Profiling Based on Statistical Grouping - Because of imperfect information, there are many markets in which sellers must choose a price based on “statistical properties” of a group of potential clients, instead of individual information about each client. A very good example of this is automobile insurance. Young drivers pay significantly more than older drives. Young men pay significantly more than young women. Why is this the case. Are you a worse driver than your sister? Or you a worse driver than your 91 year old neighbor?
A DISCUSSION OF MARKET FAILURE - MARKET STRUCTURE AND THE CHARACTERISTICS OF GOODS
For markets to allocate resources to their highest valued uses, we need a situation (an economy) where the following exist. 1.
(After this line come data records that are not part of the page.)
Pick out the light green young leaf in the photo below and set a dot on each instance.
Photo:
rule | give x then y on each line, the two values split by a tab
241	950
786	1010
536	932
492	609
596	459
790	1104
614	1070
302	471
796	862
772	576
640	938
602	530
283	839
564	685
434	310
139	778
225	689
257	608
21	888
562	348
Firms can move resources from one market to another and there exists competition between firms (the issue of COMPETITION versus MONOPOLY POWER).
2.
Firms need to "know" that if they invest in activities that move resources to alternative uses, they will receive the "profits" of doing so. This is an important issue of stable PROPERTY RIGHTS which involves a very important role of government.
3.
When consumers or producers make decisions about what to buy (demand) or the cost of supplying (supply), their decisions take into account all relevant (from society’s point of view) benefits to consumption or costs of production. This relates to issues of EXTERNALITIES, PUBLIC GOODS, AND COMMON POOL RESOURCES -- leading to a discussion of two other roles of government: (1) the provision of "public goods" and the "regulation" of some consumption and/or production activities.
4.
Finally there is the issue of WELFARE. Markets create gains from trade - but they are not necessarily "sensitive" to the allocation of those gains across individuals. We can end up with societies with significant differences in the welfare (incomes, opportunities) of different individuals. This leads to another argument for governments, the REDISTRIBUTION of wealth.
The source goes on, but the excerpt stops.